The main alternative is a decentralised model by some School or Faculty based committee. This will often involve particularly ethically complex or worrisome research being reviewed by a higher or central committee.

The third model of ethical scrutiny is some other form of ethical scrutiny which takes a more hands off approach and either includes ethical review as a part of peer review or perhaps by providing ethical training for individual researchers and then trusting the researchers to abide by the principles which they have learned.

In the next post in this series I will indicate when there is regulatory requirements for ethical review and what these entail.


James Wilson said...

Hi david. I think things have moved on a lot since the Tinkler and Coomber report. I suspect that nearly all universities now adopt your second model. (This is in part because it is strongly suggested by the ESRC REF that this is a good model to adopt). My evidence for this is mostly anecdotal: I've trained committees at a dozen or more universities over the past two years, and all of them were (now) operating with this model.

David Hunter said...

Hi James
I am sure you are right, things have moved on, I think for the better since that report. I've still heard of a few universities using the third model quite recently, through a couple of research ethics/research governance mailing lists I am on.

I'm not sure the ESRC REF does push for the 2nd model, at least as many universities seem (again this is anecdotal) to have adopted it.
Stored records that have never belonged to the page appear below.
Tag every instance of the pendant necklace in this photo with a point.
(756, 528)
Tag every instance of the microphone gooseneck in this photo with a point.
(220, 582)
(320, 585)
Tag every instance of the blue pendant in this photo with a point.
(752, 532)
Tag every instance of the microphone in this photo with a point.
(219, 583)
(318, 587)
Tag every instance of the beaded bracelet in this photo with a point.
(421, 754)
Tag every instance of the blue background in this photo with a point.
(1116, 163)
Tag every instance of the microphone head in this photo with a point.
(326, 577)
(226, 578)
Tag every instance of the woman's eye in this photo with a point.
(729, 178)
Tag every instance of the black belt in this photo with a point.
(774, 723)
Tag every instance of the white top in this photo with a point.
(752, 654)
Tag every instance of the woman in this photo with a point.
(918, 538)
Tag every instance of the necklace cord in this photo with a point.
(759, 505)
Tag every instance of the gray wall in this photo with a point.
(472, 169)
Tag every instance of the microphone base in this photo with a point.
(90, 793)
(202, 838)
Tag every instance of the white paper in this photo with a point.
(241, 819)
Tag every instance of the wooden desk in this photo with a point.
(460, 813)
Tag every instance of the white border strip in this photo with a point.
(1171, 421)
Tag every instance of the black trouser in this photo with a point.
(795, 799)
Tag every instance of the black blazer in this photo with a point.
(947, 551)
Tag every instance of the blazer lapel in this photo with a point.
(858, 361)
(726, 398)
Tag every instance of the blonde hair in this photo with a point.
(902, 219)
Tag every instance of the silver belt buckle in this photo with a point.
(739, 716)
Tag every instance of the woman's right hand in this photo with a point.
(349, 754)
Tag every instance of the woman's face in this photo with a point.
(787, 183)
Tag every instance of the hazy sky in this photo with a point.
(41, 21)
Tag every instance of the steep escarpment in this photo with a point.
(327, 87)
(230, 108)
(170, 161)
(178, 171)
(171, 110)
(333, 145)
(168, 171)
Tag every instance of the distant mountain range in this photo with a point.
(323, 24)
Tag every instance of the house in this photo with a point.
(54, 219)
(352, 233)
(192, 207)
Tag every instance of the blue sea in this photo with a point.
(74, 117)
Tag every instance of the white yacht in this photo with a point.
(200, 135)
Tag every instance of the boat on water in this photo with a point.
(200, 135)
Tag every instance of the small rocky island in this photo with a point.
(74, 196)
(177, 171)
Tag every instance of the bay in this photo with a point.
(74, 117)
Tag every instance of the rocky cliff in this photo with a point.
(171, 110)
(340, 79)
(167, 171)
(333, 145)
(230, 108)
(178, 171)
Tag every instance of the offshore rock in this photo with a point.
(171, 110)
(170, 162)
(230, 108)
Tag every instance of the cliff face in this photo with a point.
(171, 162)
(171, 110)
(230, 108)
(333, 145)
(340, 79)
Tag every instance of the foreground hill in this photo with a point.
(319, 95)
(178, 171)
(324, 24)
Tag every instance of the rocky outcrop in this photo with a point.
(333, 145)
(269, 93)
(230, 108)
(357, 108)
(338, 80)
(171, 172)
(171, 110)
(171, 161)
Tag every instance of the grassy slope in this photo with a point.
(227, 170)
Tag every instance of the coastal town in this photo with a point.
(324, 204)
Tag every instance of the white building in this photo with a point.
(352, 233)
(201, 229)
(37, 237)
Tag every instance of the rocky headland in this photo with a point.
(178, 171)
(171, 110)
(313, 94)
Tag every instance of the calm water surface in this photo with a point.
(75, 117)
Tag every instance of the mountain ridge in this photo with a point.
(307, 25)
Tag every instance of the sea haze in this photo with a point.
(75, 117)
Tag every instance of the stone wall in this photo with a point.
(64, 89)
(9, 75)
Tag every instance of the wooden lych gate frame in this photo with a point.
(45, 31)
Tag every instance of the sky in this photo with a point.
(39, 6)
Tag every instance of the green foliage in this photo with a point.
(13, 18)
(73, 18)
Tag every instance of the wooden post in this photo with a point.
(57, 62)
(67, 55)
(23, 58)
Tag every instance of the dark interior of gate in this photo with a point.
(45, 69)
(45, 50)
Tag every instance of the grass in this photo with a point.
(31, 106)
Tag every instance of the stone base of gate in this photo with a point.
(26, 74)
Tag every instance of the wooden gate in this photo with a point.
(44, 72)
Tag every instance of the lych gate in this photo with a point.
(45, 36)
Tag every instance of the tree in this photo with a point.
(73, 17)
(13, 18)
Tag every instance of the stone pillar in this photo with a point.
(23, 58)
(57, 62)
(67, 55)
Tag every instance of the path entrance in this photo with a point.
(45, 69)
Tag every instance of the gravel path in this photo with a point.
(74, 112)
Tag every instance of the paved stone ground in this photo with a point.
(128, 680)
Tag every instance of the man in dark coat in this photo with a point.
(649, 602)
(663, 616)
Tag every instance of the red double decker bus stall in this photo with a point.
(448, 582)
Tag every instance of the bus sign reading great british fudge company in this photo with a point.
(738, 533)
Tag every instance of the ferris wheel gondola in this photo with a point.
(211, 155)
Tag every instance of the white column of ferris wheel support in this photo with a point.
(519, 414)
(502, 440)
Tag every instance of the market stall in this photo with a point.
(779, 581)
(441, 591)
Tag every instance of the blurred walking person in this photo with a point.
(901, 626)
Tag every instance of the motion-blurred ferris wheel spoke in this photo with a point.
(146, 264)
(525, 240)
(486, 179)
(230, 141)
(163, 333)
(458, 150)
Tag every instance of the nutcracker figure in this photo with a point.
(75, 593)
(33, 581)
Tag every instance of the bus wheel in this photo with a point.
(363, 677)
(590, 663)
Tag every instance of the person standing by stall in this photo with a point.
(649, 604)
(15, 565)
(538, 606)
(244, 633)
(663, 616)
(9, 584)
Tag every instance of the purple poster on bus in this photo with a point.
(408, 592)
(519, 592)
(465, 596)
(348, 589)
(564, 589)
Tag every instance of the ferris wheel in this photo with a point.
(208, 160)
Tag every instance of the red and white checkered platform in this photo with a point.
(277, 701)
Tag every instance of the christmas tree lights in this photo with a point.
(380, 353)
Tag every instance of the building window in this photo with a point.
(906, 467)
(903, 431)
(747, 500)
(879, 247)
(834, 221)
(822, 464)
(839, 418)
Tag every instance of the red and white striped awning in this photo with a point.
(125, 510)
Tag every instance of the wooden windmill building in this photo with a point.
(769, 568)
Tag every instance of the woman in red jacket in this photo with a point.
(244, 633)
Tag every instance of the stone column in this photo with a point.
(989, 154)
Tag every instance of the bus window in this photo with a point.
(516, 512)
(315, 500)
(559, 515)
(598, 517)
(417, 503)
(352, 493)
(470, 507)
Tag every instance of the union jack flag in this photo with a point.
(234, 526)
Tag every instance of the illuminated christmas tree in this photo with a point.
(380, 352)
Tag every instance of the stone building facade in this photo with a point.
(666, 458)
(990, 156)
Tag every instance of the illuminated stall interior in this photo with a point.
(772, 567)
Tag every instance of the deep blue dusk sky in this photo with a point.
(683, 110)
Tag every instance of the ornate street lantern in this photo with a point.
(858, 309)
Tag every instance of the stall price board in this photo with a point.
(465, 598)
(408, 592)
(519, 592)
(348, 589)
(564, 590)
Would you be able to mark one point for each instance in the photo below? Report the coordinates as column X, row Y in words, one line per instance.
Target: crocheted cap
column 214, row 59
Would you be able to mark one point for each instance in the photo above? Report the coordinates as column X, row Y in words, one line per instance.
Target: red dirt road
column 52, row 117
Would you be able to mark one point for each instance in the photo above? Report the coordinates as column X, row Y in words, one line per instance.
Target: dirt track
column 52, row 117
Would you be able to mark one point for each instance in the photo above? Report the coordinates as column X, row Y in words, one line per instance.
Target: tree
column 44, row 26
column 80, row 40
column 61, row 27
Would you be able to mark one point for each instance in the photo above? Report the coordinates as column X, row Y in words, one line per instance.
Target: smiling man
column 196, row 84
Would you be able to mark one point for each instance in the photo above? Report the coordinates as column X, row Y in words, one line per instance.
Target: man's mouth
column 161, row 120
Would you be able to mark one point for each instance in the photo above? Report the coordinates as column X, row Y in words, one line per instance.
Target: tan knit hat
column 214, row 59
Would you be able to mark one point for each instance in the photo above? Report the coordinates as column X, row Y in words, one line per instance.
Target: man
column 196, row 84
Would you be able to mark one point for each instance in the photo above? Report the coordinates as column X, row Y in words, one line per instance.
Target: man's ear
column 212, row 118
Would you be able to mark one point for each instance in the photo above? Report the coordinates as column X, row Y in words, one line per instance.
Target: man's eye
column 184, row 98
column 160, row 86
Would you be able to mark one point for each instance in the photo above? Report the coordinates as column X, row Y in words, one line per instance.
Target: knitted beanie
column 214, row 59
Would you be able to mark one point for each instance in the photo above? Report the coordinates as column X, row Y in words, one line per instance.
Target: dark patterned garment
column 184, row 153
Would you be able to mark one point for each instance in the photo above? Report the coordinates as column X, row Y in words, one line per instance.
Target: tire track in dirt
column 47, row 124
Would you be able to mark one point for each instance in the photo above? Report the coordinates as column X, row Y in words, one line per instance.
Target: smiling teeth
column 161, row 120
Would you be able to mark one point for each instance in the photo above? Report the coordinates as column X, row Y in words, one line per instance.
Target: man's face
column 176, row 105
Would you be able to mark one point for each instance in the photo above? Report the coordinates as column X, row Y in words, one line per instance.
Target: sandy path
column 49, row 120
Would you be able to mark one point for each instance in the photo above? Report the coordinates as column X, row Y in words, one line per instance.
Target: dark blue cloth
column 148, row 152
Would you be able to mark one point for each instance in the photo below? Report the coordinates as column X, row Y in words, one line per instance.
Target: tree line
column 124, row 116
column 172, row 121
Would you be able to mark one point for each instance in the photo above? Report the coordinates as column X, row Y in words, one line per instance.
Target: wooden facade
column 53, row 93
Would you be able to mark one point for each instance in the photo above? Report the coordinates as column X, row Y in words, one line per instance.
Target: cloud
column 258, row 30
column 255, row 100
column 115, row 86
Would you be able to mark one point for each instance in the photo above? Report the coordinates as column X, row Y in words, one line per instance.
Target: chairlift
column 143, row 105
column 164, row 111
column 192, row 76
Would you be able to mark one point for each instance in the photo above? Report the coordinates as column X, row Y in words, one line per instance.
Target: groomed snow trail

"Where peer review has confirmed that a research proposal requires full ethical review and approval,this should be carried out by a REC.This needs to be constituted and operate in accordance with the following standards and guidelines.In particular, a REC must have at least one academic member from outside the Department conducting
the research and at least one appropriately trained lay member.If the chair of the REC is also a member of the Department making the proposal, the institution should ensure that this function is performed by another member of the REC for this particular proposal."

It seems hard for delegated RECs to meet that last requirement.

"The need to be independent also has a bearing on where RECs might be located within an institutional structure. Departmental RECs that comprise members from only one discipline or a small number of closely related disciplines may
be regarded as too closely aligned with the interests of researchers. Faculty or school RECs are likely to be multidisciplinary and,apart from the requirement for at least one lay member, could include individuals from outside the
institution as well as those with the requisite skills and experience to evaluate more complex and ambitious research applications. RECs at University level are also likely to be more broadly based,leaving the work of reviewing applications to RECs in schools or departments and to concentrate on policy matters and oversight of the lower-level RECs."

So it depends on where they are located institutionally.

"RECs should be multidisciplinary and comprised of both men and women.They must include at least one lay member from the local community with no affiliation to the university or research institution in question.There must be members who have broad experience of and expertise in the areas of research regularly reviewed by the REC and who
have the confidence and esteem of the research community.At least one member must be knowledgeable in ethics. There must be a chair. RECs would also benefit from including individuals who reflect the ethnic diversity of the local community, users of specialist health, education or social services where these are the focus of research activities, individuals with experience of professional care or counselling and individuals with specific methodological expertise (for example,statistics or qualitative methods) relevant to the research they review."

So they need both a lay person and an ethicist on each committee, fairly hard to have many committees.

I'd love to do some follow up research to see what is presently done, and whether it meets up to the standards in the ESRC REF, my feeling is it is better than it was, but, still not there yet.